# "Official" Celtics new slogan poll:



## w-h-i-t-e-b-o-y

Here are the choices....

We will leave this open for 2 weeks for everyone to vote from there we will make the necessary changes:

1) "Return to Greatness"
2) "The City of Champions"
3) "16 and still counting...."
4) "Banner 17, Here we come"
5) "Meet the new boss, same as the old boss"
6) "NBAs Greatest Franchise"


----------



## amd pwr

I say leave it as is until we actually start winning. I voted for "Return to Greatness"


----------



## aquaitious

What about "The Return to Greatness?"


----------



## w-h-i-t-e-b-o-y

I still like "City of Champions" with all the success that the state of Mass. has had in the last few years.


----------



## Tersk

16 and still counting

I was the first to vote for it


----------



## Petey

I would vote but I have a problem voting. 
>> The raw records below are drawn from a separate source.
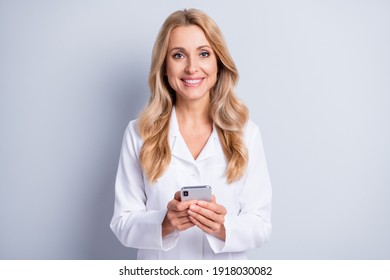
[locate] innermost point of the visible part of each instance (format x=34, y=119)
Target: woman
x=193, y=131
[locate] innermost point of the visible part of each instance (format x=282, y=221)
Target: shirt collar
x=179, y=147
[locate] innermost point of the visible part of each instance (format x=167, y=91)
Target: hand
x=177, y=215
x=209, y=217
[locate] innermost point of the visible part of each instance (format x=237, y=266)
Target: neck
x=193, y=113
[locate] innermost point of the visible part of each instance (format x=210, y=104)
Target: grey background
x=315, y=75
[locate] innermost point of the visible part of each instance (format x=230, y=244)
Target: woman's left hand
x=209, y=217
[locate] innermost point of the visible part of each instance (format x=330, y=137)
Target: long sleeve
x=132, y=223
x=251, y=228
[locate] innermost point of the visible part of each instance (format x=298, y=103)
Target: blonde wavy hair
x=228, y=113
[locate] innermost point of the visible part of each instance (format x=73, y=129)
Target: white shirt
x=140, y=206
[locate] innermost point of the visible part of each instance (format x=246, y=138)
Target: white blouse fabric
x=140, y=206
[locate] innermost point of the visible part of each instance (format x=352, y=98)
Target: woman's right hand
x=177, y=215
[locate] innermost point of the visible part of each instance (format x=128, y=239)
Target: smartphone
x=196, y=193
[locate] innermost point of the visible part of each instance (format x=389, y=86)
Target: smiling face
x=191, y=64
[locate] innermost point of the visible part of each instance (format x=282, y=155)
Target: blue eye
x=178, y=55
x=204, y=54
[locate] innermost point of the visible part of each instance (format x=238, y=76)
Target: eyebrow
x=181, y=49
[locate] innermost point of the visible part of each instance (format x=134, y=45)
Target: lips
x=192, y=82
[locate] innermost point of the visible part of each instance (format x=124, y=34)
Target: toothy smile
x=193, y=81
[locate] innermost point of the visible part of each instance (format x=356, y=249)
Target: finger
x=201, y=226
x=213, y=223
x=176, y=205
x=214, y=207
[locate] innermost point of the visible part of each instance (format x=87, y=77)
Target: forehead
x=191, y=36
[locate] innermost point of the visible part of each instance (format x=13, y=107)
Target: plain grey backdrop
x=315, y=75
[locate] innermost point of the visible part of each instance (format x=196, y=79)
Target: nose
x=192, y=65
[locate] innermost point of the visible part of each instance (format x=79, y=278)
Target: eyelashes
x=202, y=54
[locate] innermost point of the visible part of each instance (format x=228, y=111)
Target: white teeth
x=192, y=81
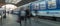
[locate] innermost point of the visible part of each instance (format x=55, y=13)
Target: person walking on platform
x=21, y=16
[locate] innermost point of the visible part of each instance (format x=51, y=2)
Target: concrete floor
x=11, y=21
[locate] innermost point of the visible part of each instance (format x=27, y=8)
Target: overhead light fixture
x=12, y=1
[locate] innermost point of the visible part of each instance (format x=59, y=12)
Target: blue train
x=46, y=7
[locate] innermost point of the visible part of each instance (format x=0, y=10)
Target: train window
x=52, y=4
x=43, y=5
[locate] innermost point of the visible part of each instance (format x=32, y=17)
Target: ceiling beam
x=24, y=2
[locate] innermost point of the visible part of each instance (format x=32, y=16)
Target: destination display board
x=51, y=7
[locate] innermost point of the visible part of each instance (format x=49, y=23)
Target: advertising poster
x=43, y=5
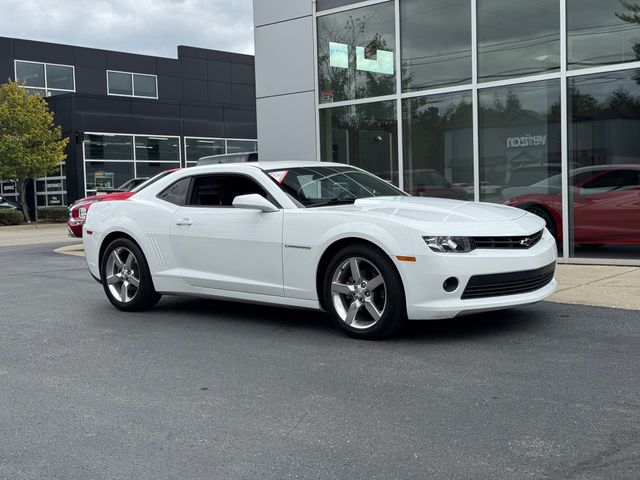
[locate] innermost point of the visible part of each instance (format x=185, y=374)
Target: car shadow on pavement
x=490, y=324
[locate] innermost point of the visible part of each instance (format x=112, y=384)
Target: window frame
x=132, y=83
x=46, y=88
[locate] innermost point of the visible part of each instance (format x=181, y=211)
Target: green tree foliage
x=31, y=146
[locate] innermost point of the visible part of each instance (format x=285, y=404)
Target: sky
x=151, y=27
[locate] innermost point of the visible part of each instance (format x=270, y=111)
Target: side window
x=176, y=193
x=220, y=190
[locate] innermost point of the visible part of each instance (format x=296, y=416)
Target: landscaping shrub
x=52, y=214
x=11, y=217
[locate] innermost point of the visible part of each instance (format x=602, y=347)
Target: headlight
x=450, y=244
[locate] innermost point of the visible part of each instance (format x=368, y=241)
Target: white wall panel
x=286, y=127
x=272, y=11
x=284, y=58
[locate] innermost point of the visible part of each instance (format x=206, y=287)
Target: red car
x=605, y=204
x=78, y=209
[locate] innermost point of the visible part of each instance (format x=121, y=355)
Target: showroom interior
x=130, y=115
x=530, y=104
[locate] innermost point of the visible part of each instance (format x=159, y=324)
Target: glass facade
x=131, y=84
x=483, y=117
x=45, y=79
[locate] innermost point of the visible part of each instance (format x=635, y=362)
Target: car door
x=606, y=208
x=221, y=247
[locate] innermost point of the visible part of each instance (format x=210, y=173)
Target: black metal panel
x=218, y=71
x=90, y=58
x=129, y=62
x=243, y=95
x=199, y=128
x=43, y=52
x=219, y=92
x=168, y=67
x=194, y=90
x=195, y=68
x=169, y=88
x=6, y=48
x=91, y=80
x=244, y=74
x=154, y=108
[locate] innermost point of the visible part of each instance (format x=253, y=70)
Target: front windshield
x=153, y=180
x=318, y=186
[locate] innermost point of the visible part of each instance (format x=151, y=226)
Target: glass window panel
x=157, y=148
x=601, y=32
x=356, y=52
x=241, y=146
x=436, y=43
x=144, y=86
x=119, y=83
x=151, y=169
x=59, y=77
x=107, y=174
x=203, y=147
x=30, y=74
x=327, y=4
x=438, y=146
x=517, y=38
x=362, y=135
x=604, y=170
x=520, y=148
x=108, y=147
All the choices seem pretty pro/postive towards the Celtics, I can't pick... sorry.

j/k

Yeah I'm still bitter about Wed.

-Petey


----------



## w-h-i-t-e-b-o-y

> Yeah I'm still bitter about Wed.


haha...its all good, we wont hold it against you that you are a Nets fan. You can vote in our poll.

I mean its not everyday that the Nets get a say so in what happens in the NBAs Greatest City...


----------